When I started this blog, I knew there would come a time when I would have to post about some sad experiences. I just didn't think it would be this soon.
As I sit and type this, my father is in his last dialysis session. After this, he will be transferred out of the rehab facility he has been in for the last few weeks and back to the apartment with my mom for hospice care. Since he can't live without dialysis, the medical staff tells us that it will only take a few days, maybe a week for him to pass away.
I'm really having trouble wrapping my mind around this. It's not like we didn't expect this. There were so many times over the last few years that we thought the end was near. This time, we even knew that this was probably it. So why is it so hard to believe? All I can picture is this clock, ticking away the hours he has left to live. I've even tried to put myself in his place and wonder how I would feel if I knew the end was this close. I can't even begin to imagine it. I know my mother-in-law is facing the same reality, although hers is farther off.

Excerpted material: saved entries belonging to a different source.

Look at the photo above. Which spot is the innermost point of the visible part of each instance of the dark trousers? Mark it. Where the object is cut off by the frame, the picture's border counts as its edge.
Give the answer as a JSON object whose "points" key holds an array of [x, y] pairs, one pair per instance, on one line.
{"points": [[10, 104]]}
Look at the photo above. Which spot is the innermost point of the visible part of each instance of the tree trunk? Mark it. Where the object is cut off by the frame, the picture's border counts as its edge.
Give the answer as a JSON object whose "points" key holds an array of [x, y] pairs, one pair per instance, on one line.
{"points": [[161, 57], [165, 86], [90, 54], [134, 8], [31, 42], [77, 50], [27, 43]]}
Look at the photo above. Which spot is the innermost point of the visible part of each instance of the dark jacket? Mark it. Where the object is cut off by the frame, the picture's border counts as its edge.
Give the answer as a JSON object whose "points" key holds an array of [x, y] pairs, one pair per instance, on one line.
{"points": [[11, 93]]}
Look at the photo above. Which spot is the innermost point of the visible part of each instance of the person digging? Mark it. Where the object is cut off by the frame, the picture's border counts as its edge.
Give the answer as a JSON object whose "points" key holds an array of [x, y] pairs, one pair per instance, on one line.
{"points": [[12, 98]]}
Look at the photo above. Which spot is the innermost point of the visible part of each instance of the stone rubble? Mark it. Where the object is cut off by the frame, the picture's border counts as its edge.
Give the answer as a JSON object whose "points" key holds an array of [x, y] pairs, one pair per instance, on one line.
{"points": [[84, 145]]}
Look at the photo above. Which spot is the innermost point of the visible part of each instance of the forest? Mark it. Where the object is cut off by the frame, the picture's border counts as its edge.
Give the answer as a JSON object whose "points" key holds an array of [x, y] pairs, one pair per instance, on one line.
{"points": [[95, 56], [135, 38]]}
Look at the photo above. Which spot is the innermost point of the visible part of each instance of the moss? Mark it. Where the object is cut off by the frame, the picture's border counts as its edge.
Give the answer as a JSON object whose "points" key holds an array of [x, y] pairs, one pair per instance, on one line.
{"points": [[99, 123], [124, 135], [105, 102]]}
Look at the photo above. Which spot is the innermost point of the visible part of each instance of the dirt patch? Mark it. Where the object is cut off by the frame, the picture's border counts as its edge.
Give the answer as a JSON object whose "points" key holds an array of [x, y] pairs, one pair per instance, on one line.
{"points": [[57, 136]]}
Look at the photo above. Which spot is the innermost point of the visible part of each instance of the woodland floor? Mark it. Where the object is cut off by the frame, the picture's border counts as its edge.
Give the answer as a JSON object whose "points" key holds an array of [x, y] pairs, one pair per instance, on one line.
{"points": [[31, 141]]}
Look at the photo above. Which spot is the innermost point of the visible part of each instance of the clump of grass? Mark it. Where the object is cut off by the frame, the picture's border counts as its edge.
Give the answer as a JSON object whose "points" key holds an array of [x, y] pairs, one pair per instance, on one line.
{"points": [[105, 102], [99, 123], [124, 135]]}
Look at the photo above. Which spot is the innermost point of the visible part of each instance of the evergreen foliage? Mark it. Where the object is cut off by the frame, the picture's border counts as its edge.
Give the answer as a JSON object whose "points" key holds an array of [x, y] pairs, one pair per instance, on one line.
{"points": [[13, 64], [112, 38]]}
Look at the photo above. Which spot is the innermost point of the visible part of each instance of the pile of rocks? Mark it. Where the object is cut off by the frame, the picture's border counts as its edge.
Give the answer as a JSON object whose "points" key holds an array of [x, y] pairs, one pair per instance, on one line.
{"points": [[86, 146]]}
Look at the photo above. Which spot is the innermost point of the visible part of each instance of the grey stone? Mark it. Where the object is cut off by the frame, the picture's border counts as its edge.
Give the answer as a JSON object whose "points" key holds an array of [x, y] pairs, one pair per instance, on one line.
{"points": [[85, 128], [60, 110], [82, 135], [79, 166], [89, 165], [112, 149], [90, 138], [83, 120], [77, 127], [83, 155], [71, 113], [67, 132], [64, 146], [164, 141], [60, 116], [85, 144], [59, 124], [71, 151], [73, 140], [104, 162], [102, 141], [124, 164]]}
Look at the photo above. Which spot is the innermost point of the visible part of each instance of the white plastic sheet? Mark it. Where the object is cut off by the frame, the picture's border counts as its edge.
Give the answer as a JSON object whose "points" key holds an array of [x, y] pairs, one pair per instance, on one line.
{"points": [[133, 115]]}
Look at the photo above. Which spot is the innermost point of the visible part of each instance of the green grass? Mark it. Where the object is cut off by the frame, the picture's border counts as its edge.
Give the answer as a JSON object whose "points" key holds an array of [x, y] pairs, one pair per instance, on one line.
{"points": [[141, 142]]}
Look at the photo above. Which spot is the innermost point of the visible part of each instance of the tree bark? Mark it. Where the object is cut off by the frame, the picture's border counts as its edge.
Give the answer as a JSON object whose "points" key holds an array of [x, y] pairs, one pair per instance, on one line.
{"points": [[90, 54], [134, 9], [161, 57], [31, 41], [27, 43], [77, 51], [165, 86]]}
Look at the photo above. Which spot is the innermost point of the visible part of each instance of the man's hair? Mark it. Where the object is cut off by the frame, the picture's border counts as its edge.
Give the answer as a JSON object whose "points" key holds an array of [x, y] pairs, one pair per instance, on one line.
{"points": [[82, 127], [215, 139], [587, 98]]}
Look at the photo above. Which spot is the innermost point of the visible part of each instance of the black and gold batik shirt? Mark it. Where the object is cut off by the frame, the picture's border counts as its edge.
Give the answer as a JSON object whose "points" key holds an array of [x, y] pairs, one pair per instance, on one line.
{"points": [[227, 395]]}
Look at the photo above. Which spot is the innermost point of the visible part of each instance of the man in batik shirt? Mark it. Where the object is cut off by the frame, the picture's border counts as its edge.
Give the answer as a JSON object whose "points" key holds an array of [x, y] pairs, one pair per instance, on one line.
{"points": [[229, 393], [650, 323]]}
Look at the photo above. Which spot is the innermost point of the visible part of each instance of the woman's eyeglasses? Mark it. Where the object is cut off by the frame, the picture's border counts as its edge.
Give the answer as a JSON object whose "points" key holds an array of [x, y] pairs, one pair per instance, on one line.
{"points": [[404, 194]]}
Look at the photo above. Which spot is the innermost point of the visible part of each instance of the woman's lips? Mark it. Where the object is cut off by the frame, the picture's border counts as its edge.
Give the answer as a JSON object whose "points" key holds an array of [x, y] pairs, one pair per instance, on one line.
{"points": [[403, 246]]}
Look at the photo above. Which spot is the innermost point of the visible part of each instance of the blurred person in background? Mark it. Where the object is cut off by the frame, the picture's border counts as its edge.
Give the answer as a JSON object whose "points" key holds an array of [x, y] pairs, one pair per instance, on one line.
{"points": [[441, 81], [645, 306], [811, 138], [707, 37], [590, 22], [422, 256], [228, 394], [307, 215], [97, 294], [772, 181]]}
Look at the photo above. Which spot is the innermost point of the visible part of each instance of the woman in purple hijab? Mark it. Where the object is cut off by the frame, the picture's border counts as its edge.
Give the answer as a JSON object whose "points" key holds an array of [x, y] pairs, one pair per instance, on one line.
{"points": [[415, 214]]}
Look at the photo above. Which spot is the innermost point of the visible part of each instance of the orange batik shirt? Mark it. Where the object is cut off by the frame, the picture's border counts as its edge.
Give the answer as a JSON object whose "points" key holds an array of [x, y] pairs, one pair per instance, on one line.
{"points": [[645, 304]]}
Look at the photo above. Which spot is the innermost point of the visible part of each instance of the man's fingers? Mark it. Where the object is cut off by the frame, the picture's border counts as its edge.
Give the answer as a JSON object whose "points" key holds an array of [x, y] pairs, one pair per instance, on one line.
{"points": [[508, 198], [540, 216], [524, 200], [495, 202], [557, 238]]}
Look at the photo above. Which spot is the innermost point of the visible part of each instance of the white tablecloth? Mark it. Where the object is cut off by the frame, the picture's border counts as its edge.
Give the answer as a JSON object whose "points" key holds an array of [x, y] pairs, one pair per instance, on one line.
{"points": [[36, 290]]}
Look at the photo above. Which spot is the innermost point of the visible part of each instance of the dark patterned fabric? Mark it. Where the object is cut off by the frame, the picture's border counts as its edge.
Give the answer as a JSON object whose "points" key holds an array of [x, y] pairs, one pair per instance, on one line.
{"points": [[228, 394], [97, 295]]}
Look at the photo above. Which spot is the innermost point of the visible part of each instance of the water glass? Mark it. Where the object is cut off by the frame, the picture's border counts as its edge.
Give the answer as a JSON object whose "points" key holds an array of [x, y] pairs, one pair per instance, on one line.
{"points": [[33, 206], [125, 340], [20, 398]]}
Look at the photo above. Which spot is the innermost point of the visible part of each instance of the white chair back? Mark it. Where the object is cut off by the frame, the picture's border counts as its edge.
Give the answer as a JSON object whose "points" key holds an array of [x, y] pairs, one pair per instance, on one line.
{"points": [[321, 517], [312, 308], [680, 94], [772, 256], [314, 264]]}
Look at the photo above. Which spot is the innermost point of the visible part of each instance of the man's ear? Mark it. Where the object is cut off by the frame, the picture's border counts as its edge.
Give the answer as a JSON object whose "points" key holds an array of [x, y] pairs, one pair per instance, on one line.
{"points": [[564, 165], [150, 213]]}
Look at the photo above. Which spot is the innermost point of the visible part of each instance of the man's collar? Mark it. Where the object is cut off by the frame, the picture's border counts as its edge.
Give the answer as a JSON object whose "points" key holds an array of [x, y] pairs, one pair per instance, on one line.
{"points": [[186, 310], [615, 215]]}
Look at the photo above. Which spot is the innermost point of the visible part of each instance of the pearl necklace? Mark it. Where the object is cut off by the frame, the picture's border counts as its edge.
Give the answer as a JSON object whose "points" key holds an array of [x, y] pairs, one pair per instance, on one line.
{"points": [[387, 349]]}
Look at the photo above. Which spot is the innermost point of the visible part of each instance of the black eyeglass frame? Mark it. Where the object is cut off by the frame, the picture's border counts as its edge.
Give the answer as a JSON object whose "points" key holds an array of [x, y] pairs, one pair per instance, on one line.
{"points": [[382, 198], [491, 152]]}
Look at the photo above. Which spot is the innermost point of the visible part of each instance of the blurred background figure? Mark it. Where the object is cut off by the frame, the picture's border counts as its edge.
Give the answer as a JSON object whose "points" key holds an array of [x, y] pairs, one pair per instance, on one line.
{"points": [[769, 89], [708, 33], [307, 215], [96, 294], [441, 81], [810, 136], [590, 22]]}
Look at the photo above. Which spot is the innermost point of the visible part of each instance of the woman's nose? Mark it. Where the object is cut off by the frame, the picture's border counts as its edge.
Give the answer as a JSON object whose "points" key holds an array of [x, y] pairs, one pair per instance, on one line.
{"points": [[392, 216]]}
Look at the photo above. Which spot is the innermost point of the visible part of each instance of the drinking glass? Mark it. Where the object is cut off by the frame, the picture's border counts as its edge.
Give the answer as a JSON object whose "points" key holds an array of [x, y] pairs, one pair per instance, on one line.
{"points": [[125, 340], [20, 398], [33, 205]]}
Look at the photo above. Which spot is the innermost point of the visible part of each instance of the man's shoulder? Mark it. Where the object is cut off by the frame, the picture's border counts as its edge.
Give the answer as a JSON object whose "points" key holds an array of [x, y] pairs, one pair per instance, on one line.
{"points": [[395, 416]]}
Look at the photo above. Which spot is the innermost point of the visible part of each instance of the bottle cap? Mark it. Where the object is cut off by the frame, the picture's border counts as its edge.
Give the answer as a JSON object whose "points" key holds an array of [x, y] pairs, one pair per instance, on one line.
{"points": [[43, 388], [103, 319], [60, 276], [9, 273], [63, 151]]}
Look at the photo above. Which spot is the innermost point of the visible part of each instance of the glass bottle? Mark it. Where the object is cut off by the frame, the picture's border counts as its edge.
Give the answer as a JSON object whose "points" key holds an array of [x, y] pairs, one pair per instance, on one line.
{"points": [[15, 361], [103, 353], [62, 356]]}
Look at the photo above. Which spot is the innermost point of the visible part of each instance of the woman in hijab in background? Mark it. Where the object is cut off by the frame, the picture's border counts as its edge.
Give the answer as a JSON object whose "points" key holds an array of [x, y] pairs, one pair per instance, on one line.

Last Sunday, Mike and I brought Marissa up to see my mom and dad. I knew that this might be the last time that any of us saw him alive. He was able to watch the baby play and laugh on the floor with Mike. He didn't say anything, but I could see him watching her and move his hand slightly, like he was waving at her. Maybe he was waving goodbye?
How do I say goodbye? How do I come to grips with something I thought I had accepted as a reality a long time ago?
This morning, I sorted pictures to use for the funeral display. He's not even gone and I'm already acting like he is. Maybe it's all a part of coping with the inevitable.